I hesitate to give Rick Perry any credit for this idea, as I doubt he could even spell Supreme Court, much less suggest changes to it. I do like the idea itself though, as reported by The New Yorker’s Hendrik Hertzberg:

A Constitutional Amendment creating 18-year terms staggered every 2 years, so that each of the nine Justices would be replaced in order of seniority every other year. This would be a prospective proposal, and would be applied to future judges only. Doing this would move the court closer to the people by ensuring that every President would have the opportunity to replace two Justices per term, and that no court could stretch its ideology over multiple generations. Further, this reform would maintain judicial independence, but instill regularity to the nominations process, discourage Justices from choosing a retirement date based on politics, and will stop the ever-increasing tenure of Justices.

This ingenious idea has been kicking around in legal circles for decades. It tiptoed into wider view (PDF) in 2002, via a Washington Post op-ed piece by two prominent law professors of opposite ideological and political leanings: Yale’s Akhil Reed Amar, a Democrat, a former clerk for Stephen Breyer, and a stalwart of the liberal American Constitution Society; and Northwestern’s Steven G. Calabresi, a Republican, a former clerk for Antonin Scalia, and a co-founder of the conservative Federalist Society. In 2006, Calabresi and his colleague James Lindgren fleshed the idea out in a long article in the Harvard Journal of Law & Public Policy. Justices would still get lifetime appointments. After their eighteen years with the Supremes, they could choose to serve on other federal courts, bringing their experience and, in some cases, their wisdom to the appellate bench. Even if they didn’t exercise that option, though, their salaries would continue for life. If a Justice died or retired before his or her eighteen years were up, a substitute would be appointed via the usual process—Presidential nomination, Senate confirmation—to serve out the remainder. The interim Justice would not be eligible for reappointment to the Supreme Court, but he or she would have the same sweet post-Court deal.
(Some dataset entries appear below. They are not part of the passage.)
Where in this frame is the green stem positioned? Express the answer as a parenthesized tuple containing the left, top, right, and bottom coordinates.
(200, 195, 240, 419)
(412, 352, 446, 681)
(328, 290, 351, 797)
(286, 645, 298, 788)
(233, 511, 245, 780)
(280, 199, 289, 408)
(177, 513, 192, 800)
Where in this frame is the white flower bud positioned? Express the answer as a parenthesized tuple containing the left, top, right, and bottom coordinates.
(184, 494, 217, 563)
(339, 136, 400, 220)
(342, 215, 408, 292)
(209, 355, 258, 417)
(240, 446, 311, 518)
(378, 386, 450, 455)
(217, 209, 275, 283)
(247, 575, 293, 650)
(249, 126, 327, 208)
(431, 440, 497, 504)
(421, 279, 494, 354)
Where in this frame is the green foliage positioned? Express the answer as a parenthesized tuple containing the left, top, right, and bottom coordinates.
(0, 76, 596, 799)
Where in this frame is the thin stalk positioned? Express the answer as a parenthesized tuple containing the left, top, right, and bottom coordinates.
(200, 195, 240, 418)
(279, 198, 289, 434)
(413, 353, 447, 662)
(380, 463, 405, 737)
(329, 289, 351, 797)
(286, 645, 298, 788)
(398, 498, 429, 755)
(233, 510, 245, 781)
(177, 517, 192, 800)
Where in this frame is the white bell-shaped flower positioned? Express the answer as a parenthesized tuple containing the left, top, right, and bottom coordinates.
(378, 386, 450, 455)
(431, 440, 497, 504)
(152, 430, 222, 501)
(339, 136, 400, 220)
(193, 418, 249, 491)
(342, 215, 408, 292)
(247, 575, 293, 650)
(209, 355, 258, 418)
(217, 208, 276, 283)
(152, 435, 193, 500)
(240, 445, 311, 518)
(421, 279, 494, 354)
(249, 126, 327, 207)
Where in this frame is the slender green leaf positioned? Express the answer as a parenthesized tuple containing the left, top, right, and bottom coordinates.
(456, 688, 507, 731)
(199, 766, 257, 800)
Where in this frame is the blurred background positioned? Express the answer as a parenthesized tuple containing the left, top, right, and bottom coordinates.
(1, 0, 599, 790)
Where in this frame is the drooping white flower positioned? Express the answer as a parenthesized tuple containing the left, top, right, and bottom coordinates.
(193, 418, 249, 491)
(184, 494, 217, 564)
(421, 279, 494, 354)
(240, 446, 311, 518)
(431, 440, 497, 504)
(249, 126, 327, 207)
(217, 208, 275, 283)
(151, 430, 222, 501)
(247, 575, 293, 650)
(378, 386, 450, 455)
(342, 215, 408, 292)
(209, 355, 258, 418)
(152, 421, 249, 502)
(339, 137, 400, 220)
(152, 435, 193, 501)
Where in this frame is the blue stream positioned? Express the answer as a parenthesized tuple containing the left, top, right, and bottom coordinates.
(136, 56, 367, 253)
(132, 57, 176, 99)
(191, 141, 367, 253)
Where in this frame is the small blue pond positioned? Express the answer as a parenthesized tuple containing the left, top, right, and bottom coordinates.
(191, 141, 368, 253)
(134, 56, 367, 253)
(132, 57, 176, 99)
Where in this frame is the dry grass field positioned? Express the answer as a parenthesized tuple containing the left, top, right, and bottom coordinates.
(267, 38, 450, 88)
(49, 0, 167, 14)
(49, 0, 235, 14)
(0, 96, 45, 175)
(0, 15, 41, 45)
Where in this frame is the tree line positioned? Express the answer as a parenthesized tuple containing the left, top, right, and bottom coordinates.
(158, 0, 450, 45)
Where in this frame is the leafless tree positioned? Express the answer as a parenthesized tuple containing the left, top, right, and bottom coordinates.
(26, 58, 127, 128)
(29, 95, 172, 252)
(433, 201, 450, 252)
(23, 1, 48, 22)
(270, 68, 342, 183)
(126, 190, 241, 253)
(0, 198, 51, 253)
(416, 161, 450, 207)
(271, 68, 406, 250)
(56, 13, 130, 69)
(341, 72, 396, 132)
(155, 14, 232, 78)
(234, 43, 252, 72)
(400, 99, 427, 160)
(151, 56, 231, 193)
And what lawyer wouldn’t jump at the chance to be a Justice of the highest of high courts, if only for a year?

The Amendment—call it the Perry Plan—would solve any number of problems. From 1789 through 1970, the average tenure of a Supreme Court Justice was about fifteen years. For Justices who have retired or died since then, the average tenure has been twenty-six years. This isn’t just an artifact of longer life spans. As the Court’s importance has grown—Marbury v. Madison made it the only one of the three federal command posts that is functionally sovereign, and the polarized gridlock of the elected branches has only made it more powerful—and as it has become more “political,” aging Justices have tended to hang on well into senescence, especially when the sitting President is of a different ideological persuasion. Presidents, for their part, seek to extend their influence into the far-distant future, by finding the youngest nominee they can get away with. (Another incentive: while younger is not always wiser, it does make for a shorter paper trail.) The prospect that a Justice will be handing down decisions for close to half a century turns confirmation fights into political Armageddons. The randomness of openings abets the now-or-never mentality. Richard Nixon named four Justices during his five years in the White House; Jimmy Carter, during his four years, named zero. The Perry Plan would change all that. Voters would know that every President, every two years, would get to nominate someone for the Court.